When first operating a refugium 40 years ago, the school of thought was to use Caulerpa on a 24 hour light cycle to prevent it from going sexual. Then the standard became the oppossite light cycle to stabalize pH during lights out. There is no oppossite light cycle on the reefs of the world. Why is pH steady stae of such importance. My sumpless tanks have no oppossite light cycle. The pH fluctuates between 8.1 and 7.8 with no ill effects on tank community. In fact at 7.8 aroggonite will begin to dissolve helping with buffering and trace mineral addition.

Last week, I changed refugium lighting schedule to run simultaneous with DT. Display tank is 75G with a 4" DSB Jaubert Plenum with a mud and macro refugium. This tank has been set up for 10 years.

We shall see what moderate pH fluctuations do in a mixed garden reef tank.

Michael Hoaster
09/25/2017, 08:19 PM
It's not required, but (in theory) a good practice to help with stability. It also stabilizes oxygen levels, which could benefit fish and sensitive inverts. Plants consume, rather than produce oxygen at night, so oxygen levels are lowest in the morning. Having a 'fuge producing oxygen at night smooths out this variation.

Subsea
09/25/2017, 09:24 PM
It's not required, but (in theory) a good practice to help with stability. It also stabilizes oxygen levels, which could benefit fish and sensitive inverts. Plants consume, rather than produce oxygen at night, so oxygen levels are lowest in the morning. Having a 'fuge producing oxygen at night smooths out this variation.

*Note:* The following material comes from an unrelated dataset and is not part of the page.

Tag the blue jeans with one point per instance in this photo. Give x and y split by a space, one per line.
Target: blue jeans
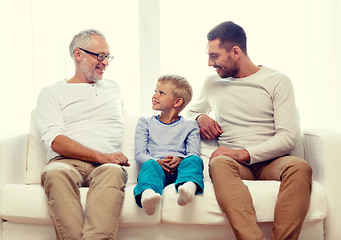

Oxygen is the most important thing. Yes, it is true that photosynthesis consumes carbon dioxide and produces oxygen. However, that is not the only process that adds oxygen and removes carbon dioxcide from the water. Gas exchange at the water air interface needs to be maximized particularly if there is no surface skimmer as would be in a sumpless system. With a refugium, the surface skimmer aleviates surface tension of the air/water interface in the display tank by removing scum, therby promoting better gas exchange. In my refugium, the first chamber is bioballs which further enhance gas exchange.

Moort82
09/26/2017, 12:38 PM
If stability is an aim then by switching the photoperiod to an opposite cycle is the easiest thing you can do. Some people also pay less for electricity at night so it's win win. Does it majorly affect the tank, probably not but even if it's only helps a tiny amount it doesn't take much effort, so why not.

Subsea
09/26/2017, 12:48 PM
If stability is an aim then by switching the photoperiod to an opposite cycle is the easiest thing you can do. Some people also pay less for electricity at night so it's win win. Does it majorly affect the tank, probably not but even if it's only helps a tiny amount it doesn't take much effort, so why not.


It is a "Question of Balance". "Steady State" pH is not the goal. The ocean reefs pH fluctuate between .1 and .5, if it works like that in nature, why should I change it in my marinre tank.